A lot of times, it’ll just be the accuracy.

So, like how many correct classifications did

our model make compared to all of the predictions?

And other options for metrics are precision and recall,

and the top five error rate.

So here, I’ll show you how to actually measure the accuracy on the validation set.

So first, I’m going to do a forward pass that is one batch from the test set.

So, see in our test set we get our probabilities.

So, just 64 examples in a batch.

Then 10 columns like one for each of the classes.

So, the accuracy, we want to see if our model made

the correct prediction of the class given the image.

The prediction we can consider it to be whichever class has the highest probability.

So, for this, we can use this top-k method on our tensors.

This returns the k highest values.

So, if we pass in one,

then this is going to give us the one highest value.

This one highest value is the most likely class that our network is predicting.

So, for the first ten examples,

and this batch of test data that I grabbed,

we see that the class four and class five are what are being predicted for these.

So, remember that this network actually hasn’t been trained yet,

and so it’s just making these guesses randomly because

it doesn’t really know anything about the data yet.

So, top-k actually returns a tuple with two tensors.

So, the first tensor is the actual probability values,

and the second tensor are the class indices themselves.

So typically, we just want this top class here.

So, I’m calling top-k here and I’m separating out the probabilities in the classes.

So, we’ll just use this top class going forward.

So, now that we have the predicted classes from our network,

we can compare that with the true labels.

So, we say, we can say like top class equals equals labels.

The only trick here is that we need to make

sure our top class tensor and the labels tensor has the same shape.

So, this equality actually operates appropriately like we expect.

So, labels from the test loader is actually a 1D tensor with 64 elements,

but top class itself is a 2D tensor, 64 by one.

So here, I’m just like changing the shape of labels to match the shape of top class.

This gives us this equals tensor.

We can actually see it looks like.

So, it gives us a bunch of zeros and ones.

So, zeros are where they don’t match,

and then ones are where they do match.

Now, we have this tensor that’s all just a bunch of zeros and ones.

So, if we want to know the accuracy, right?

We can just sum up all the correct things,

all the correct predictions,

and then divide by the total number of predictions.

If you’re tensor is all zeros and ones,

that’s actually equivalent to taking the mean.

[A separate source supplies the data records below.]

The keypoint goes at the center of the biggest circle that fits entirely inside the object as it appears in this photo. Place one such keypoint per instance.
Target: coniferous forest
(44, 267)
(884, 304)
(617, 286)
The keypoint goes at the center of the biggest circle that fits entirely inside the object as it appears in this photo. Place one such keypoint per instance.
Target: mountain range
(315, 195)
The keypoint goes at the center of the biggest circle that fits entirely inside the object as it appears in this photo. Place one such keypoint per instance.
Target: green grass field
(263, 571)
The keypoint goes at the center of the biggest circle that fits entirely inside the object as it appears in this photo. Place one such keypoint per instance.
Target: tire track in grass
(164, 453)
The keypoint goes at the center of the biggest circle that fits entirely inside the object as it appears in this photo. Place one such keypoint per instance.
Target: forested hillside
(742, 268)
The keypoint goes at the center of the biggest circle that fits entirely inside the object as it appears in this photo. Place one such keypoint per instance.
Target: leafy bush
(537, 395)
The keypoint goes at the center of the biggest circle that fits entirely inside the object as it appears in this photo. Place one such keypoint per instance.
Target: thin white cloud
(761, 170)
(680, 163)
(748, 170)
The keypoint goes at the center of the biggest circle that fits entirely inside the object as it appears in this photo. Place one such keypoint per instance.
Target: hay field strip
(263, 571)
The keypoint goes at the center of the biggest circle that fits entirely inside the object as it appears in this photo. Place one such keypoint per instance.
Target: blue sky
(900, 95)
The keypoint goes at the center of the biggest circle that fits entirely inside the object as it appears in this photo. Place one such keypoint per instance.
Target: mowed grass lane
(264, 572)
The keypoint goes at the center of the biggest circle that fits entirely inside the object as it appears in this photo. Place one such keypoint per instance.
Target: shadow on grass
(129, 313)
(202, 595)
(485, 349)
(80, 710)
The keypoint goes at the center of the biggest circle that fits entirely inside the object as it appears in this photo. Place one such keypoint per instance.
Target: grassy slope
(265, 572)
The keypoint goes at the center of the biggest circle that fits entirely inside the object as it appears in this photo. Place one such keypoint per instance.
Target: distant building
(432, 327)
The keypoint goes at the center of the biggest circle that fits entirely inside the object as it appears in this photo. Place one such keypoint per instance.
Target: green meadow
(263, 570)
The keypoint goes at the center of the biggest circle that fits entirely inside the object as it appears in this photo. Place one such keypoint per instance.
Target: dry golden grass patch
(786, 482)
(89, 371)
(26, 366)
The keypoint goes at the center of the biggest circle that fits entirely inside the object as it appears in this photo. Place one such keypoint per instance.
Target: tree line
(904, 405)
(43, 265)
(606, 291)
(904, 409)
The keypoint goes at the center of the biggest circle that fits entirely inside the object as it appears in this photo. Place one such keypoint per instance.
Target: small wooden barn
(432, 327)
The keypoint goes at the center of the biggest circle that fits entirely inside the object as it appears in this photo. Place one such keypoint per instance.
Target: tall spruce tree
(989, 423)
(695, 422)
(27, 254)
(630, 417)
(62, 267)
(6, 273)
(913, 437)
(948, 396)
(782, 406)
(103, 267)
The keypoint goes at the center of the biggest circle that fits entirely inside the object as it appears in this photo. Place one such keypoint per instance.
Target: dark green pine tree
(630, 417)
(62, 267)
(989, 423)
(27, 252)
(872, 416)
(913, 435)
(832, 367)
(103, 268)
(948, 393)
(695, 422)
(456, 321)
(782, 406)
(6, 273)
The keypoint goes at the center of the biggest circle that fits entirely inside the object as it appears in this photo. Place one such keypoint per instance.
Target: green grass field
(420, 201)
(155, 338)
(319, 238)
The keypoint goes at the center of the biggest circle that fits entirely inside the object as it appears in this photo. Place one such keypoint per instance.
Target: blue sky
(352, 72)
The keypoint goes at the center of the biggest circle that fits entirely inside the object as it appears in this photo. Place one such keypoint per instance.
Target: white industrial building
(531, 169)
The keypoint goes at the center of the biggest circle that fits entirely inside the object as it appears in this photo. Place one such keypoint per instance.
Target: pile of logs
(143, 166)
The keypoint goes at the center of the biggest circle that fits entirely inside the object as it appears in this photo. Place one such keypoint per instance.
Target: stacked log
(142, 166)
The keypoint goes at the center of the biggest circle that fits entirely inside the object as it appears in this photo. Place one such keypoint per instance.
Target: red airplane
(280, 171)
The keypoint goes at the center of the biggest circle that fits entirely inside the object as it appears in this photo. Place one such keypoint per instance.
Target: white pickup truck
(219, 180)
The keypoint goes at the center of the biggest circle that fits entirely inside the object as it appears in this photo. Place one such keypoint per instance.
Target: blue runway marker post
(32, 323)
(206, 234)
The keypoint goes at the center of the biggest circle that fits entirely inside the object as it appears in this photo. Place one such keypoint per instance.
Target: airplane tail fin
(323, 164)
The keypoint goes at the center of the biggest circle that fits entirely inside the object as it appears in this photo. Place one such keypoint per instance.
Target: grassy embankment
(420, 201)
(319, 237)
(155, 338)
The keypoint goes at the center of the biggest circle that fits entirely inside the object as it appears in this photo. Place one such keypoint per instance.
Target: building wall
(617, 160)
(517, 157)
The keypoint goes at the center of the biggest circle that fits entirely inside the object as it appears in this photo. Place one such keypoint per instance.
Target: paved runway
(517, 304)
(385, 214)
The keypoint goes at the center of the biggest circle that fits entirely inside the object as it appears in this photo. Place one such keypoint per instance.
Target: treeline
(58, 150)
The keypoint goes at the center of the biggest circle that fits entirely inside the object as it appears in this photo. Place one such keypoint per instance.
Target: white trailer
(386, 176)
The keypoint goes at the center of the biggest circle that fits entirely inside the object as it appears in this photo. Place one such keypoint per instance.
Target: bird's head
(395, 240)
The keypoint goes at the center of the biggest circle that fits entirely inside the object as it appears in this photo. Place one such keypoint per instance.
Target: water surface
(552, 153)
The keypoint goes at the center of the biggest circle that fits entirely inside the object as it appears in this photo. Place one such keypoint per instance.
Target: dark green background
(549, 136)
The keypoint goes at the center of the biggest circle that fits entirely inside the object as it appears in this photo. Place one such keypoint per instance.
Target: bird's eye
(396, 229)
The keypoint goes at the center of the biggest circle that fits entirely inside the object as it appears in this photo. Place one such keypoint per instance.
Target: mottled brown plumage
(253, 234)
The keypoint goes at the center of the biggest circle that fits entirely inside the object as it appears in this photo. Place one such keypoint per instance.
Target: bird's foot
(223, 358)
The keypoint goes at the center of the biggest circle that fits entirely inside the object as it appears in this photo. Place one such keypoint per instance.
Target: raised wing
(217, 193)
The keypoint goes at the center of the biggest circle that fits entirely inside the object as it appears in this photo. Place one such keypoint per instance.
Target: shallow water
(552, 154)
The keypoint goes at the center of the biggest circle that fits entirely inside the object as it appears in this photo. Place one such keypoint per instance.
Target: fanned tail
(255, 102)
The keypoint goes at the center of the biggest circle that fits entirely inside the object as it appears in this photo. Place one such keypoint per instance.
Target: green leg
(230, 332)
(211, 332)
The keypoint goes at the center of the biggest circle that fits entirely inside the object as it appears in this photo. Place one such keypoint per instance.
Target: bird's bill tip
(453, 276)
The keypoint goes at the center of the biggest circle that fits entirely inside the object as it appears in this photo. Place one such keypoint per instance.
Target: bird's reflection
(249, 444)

So for that, we can do torch.mean,

but the problem is that equals is actually a byte tensor,

and torch.mean won’t work on byte tensors.

So, we actually need to convert equals until a float tensor.

If we do that, then we can actually see our accuracy for

this one particular batch is 15.6 percent.

So, this is roughly what we expect.

So, our network hasn’t been trained yet.

It’s making pretty much random guesses.

That means that we should see our accuracy be about one in ten for

any particular image because it’s just uniformly guessing one of the classes, okay?

So here, I’m going to have you actually implement this validation loop,

where you’ll pass in data from

the test set through the network and calculate the loss and the accuracy.

So, one thing to note, I think I mentioned this before.

For the validation paths, we’re not actually going to be doing any training.

So, we don’t need the gradients.

So, you can actually speed up your code a little bit if you turn off the gradients.

So, using this context,

so with torch.no_grad, then you can put your validation pass in here.

So, for images and labels in your test loader and then do the validation pass here.

So, I’ve basically built a classifier for you, set all this up.

Here’s the training pass, and then it’s up to you to implement the validation pass,

and then print out the accuracy.

All right. Good luck,

and if you get stuck or want any help,

be sure to check out my solution.

안녕하세요. 그래서 지금,

우리는 추론과 검증에 대해 이야기하기 시작할 것입니다.

따라서 훈련된 네트워크가 있으면

일반적으로 예측에 사용하려고 합니다.

이것을 추론이라고 하며,

통계에서 차용한 용어입니다.

그러나 신경망은 너무 잘 수행하는 경향이 있습니다.

당신의 훈련 데이터는

네트워크가 이전에 본 적이 없는 데이터를 일반화하십시오.

이것을 과적합이라고 합니다.

이것은 훈련 세트에서 점점 더 많이 훈련함에 따라 발생합니다.

네트워크가 상관 관계를 파악하기 시작하고

훈련 세트에 있지만 그렇지 않은 패턴

가능한 모든 손글씨 숫자의 보다 일반적인 데이터 세트에서.

따라서 과적합을 테스트하려면

훈련 세트에 없는 데이터에 대한 네트워크의 성능을 측정합니다.

이 데이터는 일반적으로 검증 세트 또는 테스트 세트라고 합니다.

따라서 검증 세트의 성능을 측정하는 동안

우리는 또한 dropout과 같은 regularization을 통해 overfitting을 줄이기 위해 노력했습니다.

그래서 이 노트에는

우리 둘 다 어떻게 볼 수 있는지 보여줄게

검증 세트와 드롭아웃을 사용하여 과적합을 줄입니다.

따라서 PyTorch에서와 같이 데이터에 대한 훈련 세트를 얻으려면

그런 다음 우리는 train이 true이고 fashionMNIST에 대해 같음을 말합니다.

테스트 세트를 얻으려면

우리는 실제로 여기에서 train equals를 false로 설정할 것입니다.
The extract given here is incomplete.